By 1985, Gotti was considered the top capo in the Gambino crime family, the most powerful Mafia Organization in the nation. At the time, he was running rackets- at JFK airport as well as other Gambino operations throughout the New York Metropolitan area and was a particular favorite of the under boss of the group Aniello Dellacroce, an again but still brutal Mafioso. As much as Dellacroce liked Gotti, boss Paul Castellano hate him, or more accurately feared him, which in the mafia automatically breeds hatred.

In 1985, both Castellano and Dellacroce were indicted on a number of charges. Both in the late 60’s, long prison terms would effectively end their reigns in the mob. It looked like just a simple waiting period for Gotti. He waited in style, brutal perhaps, but suave. “Gotti looks like a movie star,” said a detective who knew him quite well. “He wears hand tailored clothes, drives a big black Lincoln and likes good restaurants.” One of five brothers, Gotti worked his way up through the mafia ranks. He became a capo as a reward for “good works” he did for the late family chief, Carlo Gambino. In 1972 Gambino’s nephew, Manny Gambino, was kidnapped by other underworld characters who demanded a $350,000 ransom. After part of the ransom was paid, the kidnappers murder many and buried the corpse in a New Jersey dump. The FBI arrested two suspects while Carlo Gambino put out a contract on a third, Irish mobster James McBratney. McBratney was soon murder in a Staten Island bar by a three-man execution squad. Gotti, convicted as one of the death squad, served a portion of seven-year sentence in a Greenhaven State Prison in New York. He was no stranger to iron bars, having previously done time for hijacking.

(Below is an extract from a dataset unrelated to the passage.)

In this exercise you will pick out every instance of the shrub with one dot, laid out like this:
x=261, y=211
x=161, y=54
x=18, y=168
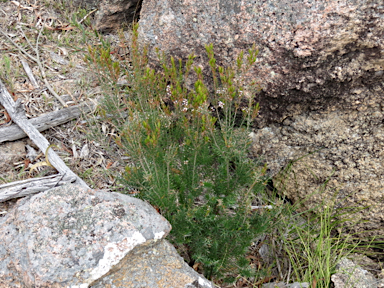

On his release, Gotti was welcomed back by Gambino who saw to it that he moved up rapidly for services rendered. In 1978, Gotti was named a capo and became a top associate of Dellacroce. Gotti and many other Mafiosi felt that Dellacroce deserved to be the head of the family instead of Castellano. But Dellacroce kept Gotti in line.

Trouble was brewing up in the Gambino Family. But Gotti didn’t seem worried, and then Castellano named a mobster close to him, Thomas Bilotti, to the position of capo, the equal of Gotti. If Dellacroce died, Castellano was going to name Bilotti underboss, and if he, Castellano went to prison, Bilotti would take over as godfather. And Gotti would be out cold.

Dellacroce died on December 2, 1985. Two weeks later Paul Castellano and his protégé Bilotti was shot to death outside a Manhattan steak house. And within 8 days it seemed Gotti was in charge of the biggest mafia family in the nation. He was the center of attention at a party in a reputed meeting place of the Gambino family, the Ravenite Social Club in Little Italy. “All the big shots from the family were there,” and investigator quoted, “and Gotti walked in like he owned the joint. He obviously had no fear of anyone.”